Figure 14: Unfunded and contingent liabilities (% of GDP)
15.. Either privatization or liquidation of loss making PEs needs to be accelerated to reduce the budget drain. The weak financial position of PEs has led to large unfunded liabilities, especially for pension and other related retirement benefits, which could ultimately become the government’s liabilities. It may be noted that due to the lack of accurate and updated data, the contingent liability of PEs presented here are at best conservative estimates. It is likely that the government is exposed to much higher level of liabilities. In this regard, fiscal and macroeconomic stability could potentially be subject to significant risks. Continuing the adjustment of electricity tariffs and automatic adjustment of fuel prices to reflect the true cost of production will help to lower the losses and liabilities.
 Absorptive capacity generally refers to the skills mastered by bureaucracy, state of infrastructure, and quality of institutions.
 Subsidies include direct subsidies to non-financial public corporations and private enterprises only. Actual direct and indirect subsidies are much higher.
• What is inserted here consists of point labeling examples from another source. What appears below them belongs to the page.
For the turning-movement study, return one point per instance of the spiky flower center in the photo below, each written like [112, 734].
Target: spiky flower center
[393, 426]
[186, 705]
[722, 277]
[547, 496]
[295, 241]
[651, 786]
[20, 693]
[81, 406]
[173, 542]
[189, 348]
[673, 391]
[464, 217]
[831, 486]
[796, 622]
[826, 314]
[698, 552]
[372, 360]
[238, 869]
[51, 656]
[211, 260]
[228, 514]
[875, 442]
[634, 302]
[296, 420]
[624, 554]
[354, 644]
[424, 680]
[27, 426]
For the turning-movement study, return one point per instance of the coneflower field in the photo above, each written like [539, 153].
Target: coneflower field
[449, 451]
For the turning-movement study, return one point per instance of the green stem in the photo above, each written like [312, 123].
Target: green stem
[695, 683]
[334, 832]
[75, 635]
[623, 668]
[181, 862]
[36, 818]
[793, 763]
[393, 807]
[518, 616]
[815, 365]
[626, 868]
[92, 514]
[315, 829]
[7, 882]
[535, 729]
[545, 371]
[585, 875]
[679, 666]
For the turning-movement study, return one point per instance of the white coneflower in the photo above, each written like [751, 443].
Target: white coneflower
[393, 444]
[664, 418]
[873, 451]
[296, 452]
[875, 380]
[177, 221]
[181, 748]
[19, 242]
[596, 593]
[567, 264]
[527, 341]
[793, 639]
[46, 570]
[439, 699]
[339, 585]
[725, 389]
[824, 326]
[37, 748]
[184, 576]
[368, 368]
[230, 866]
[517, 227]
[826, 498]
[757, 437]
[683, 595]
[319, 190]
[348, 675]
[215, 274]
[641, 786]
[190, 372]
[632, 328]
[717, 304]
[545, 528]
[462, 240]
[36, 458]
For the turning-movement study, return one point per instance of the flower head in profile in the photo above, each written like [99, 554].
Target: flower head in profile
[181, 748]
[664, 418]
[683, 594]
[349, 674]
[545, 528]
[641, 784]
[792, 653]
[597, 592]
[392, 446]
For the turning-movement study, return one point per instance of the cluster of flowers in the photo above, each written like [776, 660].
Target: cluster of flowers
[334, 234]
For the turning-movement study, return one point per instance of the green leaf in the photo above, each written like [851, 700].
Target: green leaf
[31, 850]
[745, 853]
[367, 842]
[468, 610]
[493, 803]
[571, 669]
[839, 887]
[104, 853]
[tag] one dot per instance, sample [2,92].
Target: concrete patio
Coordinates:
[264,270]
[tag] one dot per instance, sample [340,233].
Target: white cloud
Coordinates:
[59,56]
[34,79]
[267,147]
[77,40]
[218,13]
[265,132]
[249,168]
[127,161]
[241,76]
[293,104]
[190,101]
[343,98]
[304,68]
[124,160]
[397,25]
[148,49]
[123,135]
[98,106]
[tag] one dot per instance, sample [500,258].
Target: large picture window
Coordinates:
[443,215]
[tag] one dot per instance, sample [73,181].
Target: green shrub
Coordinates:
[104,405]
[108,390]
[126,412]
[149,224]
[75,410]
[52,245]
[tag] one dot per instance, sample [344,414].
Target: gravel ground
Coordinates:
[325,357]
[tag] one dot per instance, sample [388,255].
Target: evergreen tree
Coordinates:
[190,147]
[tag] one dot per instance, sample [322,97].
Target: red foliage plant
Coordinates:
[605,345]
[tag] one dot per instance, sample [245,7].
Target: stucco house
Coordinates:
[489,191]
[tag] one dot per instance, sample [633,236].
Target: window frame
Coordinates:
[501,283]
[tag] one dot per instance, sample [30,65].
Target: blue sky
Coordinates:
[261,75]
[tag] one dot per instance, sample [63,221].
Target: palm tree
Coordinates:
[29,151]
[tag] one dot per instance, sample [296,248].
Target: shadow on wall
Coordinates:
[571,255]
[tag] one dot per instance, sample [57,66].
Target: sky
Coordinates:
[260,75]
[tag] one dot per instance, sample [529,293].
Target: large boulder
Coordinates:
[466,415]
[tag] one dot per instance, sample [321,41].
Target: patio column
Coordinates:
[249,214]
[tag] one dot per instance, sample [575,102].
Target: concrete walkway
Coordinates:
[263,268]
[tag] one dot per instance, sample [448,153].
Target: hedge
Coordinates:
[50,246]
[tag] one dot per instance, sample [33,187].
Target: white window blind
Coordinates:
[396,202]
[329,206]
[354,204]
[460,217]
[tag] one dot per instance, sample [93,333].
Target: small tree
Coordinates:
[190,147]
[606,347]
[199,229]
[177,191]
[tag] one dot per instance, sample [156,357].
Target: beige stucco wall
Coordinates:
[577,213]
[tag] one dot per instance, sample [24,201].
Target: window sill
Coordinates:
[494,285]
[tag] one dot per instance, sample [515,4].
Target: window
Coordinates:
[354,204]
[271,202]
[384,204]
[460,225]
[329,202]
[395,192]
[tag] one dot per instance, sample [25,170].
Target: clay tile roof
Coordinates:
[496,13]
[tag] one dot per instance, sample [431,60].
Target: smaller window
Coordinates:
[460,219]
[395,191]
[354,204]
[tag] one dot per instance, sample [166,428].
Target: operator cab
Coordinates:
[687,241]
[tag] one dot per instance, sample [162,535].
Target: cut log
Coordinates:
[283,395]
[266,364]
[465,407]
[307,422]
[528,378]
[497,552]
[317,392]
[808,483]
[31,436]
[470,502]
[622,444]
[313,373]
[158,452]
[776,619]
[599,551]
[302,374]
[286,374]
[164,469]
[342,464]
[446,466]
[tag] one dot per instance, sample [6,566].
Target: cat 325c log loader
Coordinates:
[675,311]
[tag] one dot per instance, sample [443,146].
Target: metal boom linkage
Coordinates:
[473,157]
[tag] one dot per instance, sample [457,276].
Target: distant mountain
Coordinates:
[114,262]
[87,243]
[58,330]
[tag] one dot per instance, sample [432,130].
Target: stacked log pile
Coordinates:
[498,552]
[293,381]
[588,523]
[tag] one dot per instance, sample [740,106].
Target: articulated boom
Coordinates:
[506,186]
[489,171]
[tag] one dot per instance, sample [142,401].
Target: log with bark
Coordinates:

This does not include subsidies for chemical and organic fertilizer, micro-hydropower projects, transportation subsidy for seed and fertilizer supply, and interest subsidies to farmers groups and cooperatives, among others.
 Use of goods and services consists of (i) rent & services; (ii) operation and maintenance of capital assets; (iii) office materials and services; (iv) consultancy and other services fee; (v) program expenses; (vi) monitoring, evaluation and travel expenses; (vii) recurrent contingencies; and (viii) miscellaneous.
 The Commission for Investigation of Abuse of Authority’s (CIAA) pro-active monitoring of corruption in bureaucracy has also delayed decision making, especially those related to procurement.
 For a detailed analysis on prospects for Nepal’s graduation to a developing country status by 2022, see: ADB. August 2013. Macroeconomic Update. Vol.1, No.2, Manila: Asian Development Bank.
 The cost of collection per NRs1,000 decreased from NRs16.4 in FY2007 to NRs12.7 in FY2011.
 Fiscal balance is computed as expenditures (including net lending) minus revenue (including grants). However, normal fiscal balance (revenue minus expenditure and net financing) was a surplus equivalent to 1.3% of GDP.
 The high losses of NEA are also attributed to the rising electricity import, which is sold at suppressed rates, from India, and the still large provisioning for pension and gratuity of employees. The average electricity import price is NRs8.4 per unit, but the retail price is NRs8.04 per unit. Nepal imports around 250 MW of electricity during the dry season.